Une estimation compliquée
La fraude, qui vise tant à ne pas déclarer certains revenus, à ne payer certaines taxes qu’à percevoir indûment des allocations, est difficile à estimer puisqu’elle recouvre des mécanismes très divers, parfois liés entre eux et dont l’objectif est justement de rester cachés.
Se pose d’abord la question de la définition des fraudes sociales et fiscales :
- Selon le SPF sécurité sociale [1], la fraude sociale recouvre le travail au noir et ses conséquences en matière de non payement de cotisations, la perception indue d’allocations et plus généralement toute infraction à la législation sociale, de la part d’individus ou d’entreprises.
- La fraude fiscale concerne la non-déclaration de revenus, du travail ou du capital, en vue de se soustraire au payement de l’impôt, de la part d’individus ou d’entreprises.
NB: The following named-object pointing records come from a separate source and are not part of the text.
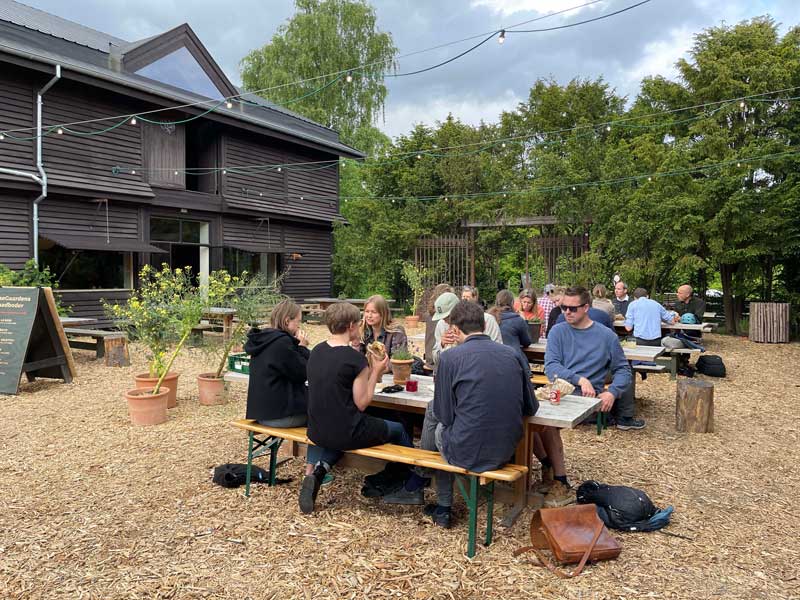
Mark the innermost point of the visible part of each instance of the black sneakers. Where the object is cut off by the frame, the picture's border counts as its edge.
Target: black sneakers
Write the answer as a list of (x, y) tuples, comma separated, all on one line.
[(310, 488), (441, 515), (630, 423)]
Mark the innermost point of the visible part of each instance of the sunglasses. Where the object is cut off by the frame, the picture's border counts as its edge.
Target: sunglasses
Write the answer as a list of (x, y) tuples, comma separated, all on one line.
[(573, 309)]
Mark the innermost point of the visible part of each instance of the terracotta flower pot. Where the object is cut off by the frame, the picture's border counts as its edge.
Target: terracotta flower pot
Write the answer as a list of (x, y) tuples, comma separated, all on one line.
[(143, 380), (212, 389), (412, 322), (146, 408), (401, 370)]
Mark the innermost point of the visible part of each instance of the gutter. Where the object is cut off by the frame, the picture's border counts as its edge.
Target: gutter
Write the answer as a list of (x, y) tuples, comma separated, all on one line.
[(42, 180)]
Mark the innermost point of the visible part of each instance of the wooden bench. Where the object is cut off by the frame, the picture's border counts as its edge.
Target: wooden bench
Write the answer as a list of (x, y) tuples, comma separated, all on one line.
[(477, 483), (100, 336)]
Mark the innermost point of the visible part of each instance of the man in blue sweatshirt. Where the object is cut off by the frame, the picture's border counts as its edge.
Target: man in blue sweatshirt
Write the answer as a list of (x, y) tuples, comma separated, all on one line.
[(584, 352)]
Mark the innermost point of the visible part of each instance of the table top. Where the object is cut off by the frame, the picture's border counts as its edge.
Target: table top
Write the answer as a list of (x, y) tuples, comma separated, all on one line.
[(569, 413), (645, 353), (334, 300), (218, 310), (76, 321)]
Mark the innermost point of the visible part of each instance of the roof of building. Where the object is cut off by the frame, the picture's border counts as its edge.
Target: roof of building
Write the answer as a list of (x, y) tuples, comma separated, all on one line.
[(44, 37)]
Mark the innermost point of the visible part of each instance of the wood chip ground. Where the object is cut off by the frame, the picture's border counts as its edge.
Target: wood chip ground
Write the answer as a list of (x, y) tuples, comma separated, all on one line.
[(91, 507)]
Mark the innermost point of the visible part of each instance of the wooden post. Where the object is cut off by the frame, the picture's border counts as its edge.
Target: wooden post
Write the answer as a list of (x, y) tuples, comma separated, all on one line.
[(694, 406), (116, 351), (769, 322)]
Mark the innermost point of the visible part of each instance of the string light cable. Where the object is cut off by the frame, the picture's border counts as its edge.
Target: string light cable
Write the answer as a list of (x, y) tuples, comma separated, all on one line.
[(484, 145), (345, 73)]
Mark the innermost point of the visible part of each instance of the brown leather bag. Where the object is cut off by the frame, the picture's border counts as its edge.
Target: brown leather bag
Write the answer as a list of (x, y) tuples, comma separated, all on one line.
[(575, 534)]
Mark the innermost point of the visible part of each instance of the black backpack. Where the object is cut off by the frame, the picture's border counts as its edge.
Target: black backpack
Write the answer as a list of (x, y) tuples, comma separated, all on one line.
[(235, 474), (622, 507), (711, 365)]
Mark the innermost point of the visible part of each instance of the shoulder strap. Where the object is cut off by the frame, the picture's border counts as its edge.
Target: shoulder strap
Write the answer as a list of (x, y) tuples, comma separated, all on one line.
[(545, 562)]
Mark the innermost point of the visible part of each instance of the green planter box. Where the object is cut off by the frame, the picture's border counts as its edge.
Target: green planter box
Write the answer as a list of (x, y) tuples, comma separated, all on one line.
[(239, 362)]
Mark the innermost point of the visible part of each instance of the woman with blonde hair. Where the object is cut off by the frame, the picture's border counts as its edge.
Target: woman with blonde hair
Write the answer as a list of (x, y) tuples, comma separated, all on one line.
[(528, 306), (378, 326)]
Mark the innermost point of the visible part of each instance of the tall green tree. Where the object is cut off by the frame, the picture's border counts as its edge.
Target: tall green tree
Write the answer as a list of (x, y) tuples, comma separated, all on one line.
[(325, 37)]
Ces définitions sont complexes à mettre en pratique. Par exemple, une entreprise ayant recours à du travail non déclaré générera une fraude sociale, en raison du non payement des cotisations sociales, et fiscale, si elle ne déclare par les revenus générés par ce travail. De leur côté, les travailleurs non déclarés ne payeront pas non plus leur part de cotisation et percevront peut-être indument des allocations, ce qui relève de la fraude sociale ; et ne déclareront probablement pas les revenus perçus, ce qui est du domaine de la fraude fiscale.
De ce fait, les estimations de ces fraudes sont généralement globalisées sans distinction et aboutissent des chiffres très divers [2] :
- La Banque Nationale de Belgique est la plus optimiste et estime la fraude fiscale et sociale à 6.6 milliards d’euros par an.
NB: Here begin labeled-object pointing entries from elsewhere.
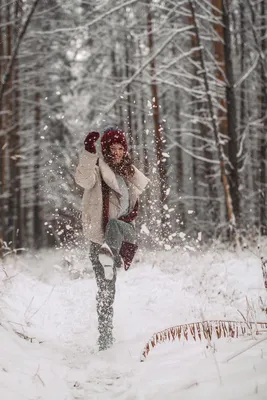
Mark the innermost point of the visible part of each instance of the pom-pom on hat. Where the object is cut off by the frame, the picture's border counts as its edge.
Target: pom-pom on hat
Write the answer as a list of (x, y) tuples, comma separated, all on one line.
[(111, 136)]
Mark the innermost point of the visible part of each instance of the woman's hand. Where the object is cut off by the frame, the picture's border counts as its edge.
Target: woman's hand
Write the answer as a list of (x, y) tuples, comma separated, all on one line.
[(89, 142)]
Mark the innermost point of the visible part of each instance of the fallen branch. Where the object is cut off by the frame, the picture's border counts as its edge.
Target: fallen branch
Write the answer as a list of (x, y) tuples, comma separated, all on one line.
[(203, 329)]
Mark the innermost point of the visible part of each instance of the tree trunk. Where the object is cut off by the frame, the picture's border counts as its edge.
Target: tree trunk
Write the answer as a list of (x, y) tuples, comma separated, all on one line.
[(164, 228), (37, 209), (224, 178), (231, 114), (2, 141), (263, 132), (129, 97)]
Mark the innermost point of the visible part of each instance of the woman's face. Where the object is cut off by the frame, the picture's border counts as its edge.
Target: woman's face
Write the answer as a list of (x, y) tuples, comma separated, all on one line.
[(117, 152)]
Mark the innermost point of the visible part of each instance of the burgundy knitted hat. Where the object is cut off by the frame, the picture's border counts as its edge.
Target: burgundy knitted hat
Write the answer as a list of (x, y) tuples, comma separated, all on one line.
[(111, 136)]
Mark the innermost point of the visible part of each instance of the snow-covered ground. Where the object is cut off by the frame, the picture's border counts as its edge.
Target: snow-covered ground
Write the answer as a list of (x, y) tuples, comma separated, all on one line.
[(57, 358)]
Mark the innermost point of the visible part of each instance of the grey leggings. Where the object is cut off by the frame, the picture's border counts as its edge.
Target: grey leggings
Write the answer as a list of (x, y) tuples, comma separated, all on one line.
[(116, 232)]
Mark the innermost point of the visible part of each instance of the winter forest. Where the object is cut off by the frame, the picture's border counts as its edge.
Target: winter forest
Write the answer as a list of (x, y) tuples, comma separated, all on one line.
[(186, 82), (185, 79)]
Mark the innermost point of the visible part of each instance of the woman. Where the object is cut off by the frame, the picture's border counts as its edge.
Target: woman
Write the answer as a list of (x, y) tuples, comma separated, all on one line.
[(110, 205)]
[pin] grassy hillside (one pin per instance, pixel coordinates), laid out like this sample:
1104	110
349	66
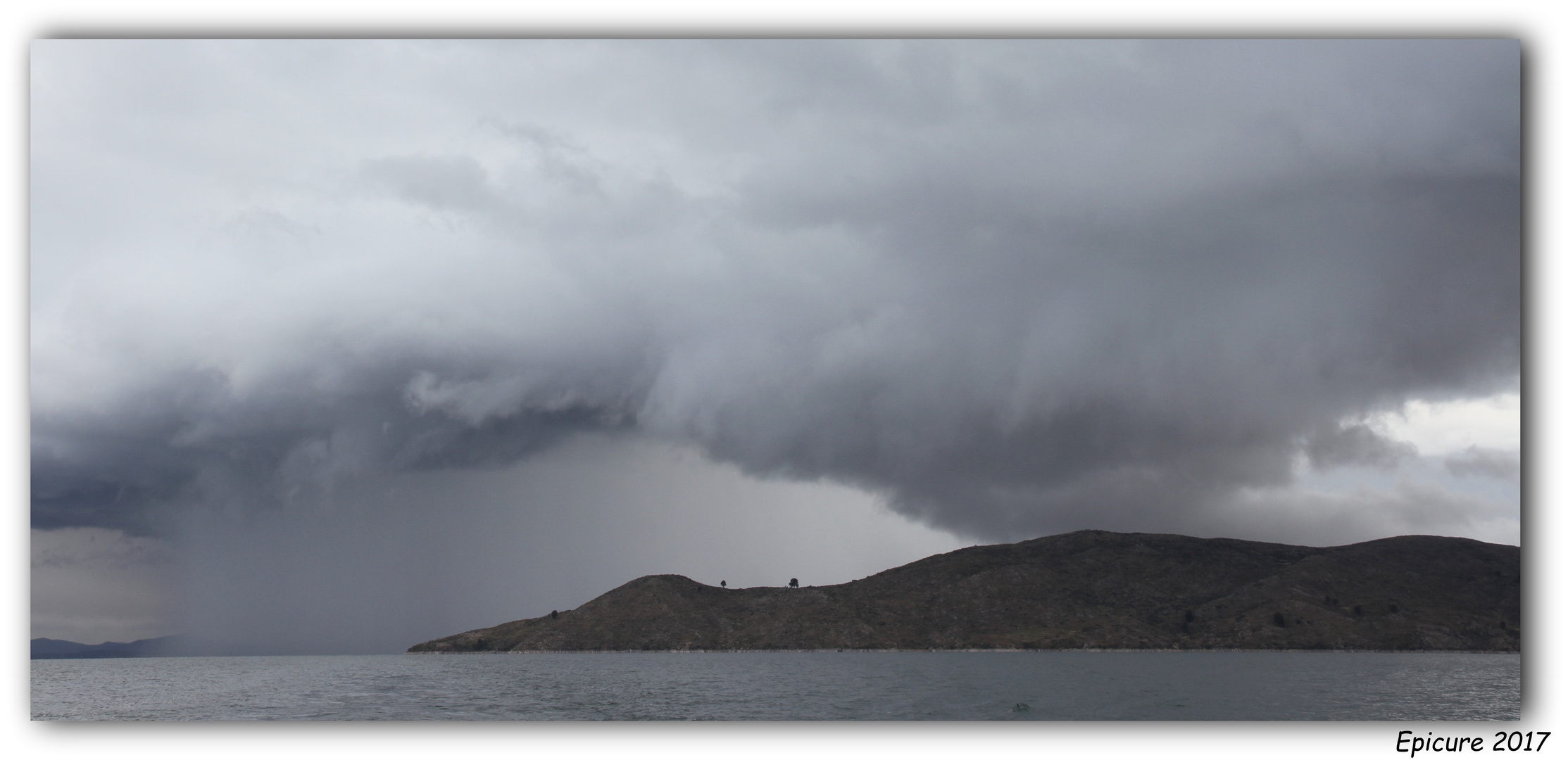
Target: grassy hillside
1079	590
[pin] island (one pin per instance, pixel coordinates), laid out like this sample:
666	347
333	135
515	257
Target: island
1086	590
- Le SPF sécurité sociale estime que l’économie souterraine, non déclarée, représente 3.8% du PIB, soit 12.7 milliards d’euros. L’organisme signale que 38% des Belges auraient déjà eu recours au travail au noir et 24% ne rempliraient pas correctement leur déclaration de revenus.
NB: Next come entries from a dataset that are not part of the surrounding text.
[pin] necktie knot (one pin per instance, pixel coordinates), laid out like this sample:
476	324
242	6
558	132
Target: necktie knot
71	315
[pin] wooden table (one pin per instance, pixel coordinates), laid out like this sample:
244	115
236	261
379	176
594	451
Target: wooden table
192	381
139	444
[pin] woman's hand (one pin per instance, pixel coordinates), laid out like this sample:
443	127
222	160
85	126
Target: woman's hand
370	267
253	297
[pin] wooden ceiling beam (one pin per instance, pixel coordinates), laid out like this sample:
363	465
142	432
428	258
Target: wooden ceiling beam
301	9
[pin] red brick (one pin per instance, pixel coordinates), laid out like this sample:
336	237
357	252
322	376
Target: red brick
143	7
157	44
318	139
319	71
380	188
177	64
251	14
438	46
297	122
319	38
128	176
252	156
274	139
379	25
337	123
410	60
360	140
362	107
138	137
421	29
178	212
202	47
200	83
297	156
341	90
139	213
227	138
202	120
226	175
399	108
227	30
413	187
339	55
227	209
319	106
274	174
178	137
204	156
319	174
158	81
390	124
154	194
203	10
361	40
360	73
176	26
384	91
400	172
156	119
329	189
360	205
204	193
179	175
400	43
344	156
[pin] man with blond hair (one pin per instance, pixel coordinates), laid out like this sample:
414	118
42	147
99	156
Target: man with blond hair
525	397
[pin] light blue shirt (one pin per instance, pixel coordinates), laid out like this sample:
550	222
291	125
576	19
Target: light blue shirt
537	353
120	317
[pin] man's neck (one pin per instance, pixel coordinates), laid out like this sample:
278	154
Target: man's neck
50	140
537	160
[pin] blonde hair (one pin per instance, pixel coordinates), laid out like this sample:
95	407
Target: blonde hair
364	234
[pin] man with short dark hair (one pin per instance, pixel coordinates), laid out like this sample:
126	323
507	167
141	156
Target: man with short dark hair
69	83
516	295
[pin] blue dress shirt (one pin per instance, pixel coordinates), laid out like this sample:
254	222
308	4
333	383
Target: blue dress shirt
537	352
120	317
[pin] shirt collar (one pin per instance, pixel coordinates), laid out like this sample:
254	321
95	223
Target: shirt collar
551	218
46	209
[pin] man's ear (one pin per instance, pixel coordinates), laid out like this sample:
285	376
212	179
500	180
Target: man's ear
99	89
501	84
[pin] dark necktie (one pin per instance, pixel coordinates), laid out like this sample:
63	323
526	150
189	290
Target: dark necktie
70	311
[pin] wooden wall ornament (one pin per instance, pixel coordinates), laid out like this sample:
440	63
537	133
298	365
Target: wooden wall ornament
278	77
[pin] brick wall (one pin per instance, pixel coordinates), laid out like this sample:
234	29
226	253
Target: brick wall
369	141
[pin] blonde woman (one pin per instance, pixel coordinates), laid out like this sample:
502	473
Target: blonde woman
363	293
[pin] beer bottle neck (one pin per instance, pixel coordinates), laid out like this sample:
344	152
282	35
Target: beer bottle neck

- Une étude du DULBEA [3] estime quant à elle que la perte de recette fiscale induite par la fraude serait de 20 à 30 milliards d’euros par an, alors que l’économie souterraine représenterait près de 20% du PIB.
- Eurostat, l’organisme européen de statistique estime que les activités non déclarées représenteraient 15 à 20% de l’économie, plaçant la Belgique parmi les pays où l’économie souterraine est la plus importante, deux fois supérieure à la moyenne européenne, au côté des pays du sud de l’Europe.
Pour tenter de sortir de ces estimations disparates, qui tiennent aux méthodes mises en œuvre mais aussi aux visions politiques divergentes quant à la fraude [4], nous nous sommes basés sur les montants des fraudes détectées. Cette méthode présente un biais évident, les montants frauduleux détectés et récupérés dépendant des moyens de lutte mis en œuvre, mais elle offre l’avantage de permettre des comparaisons chiffrées.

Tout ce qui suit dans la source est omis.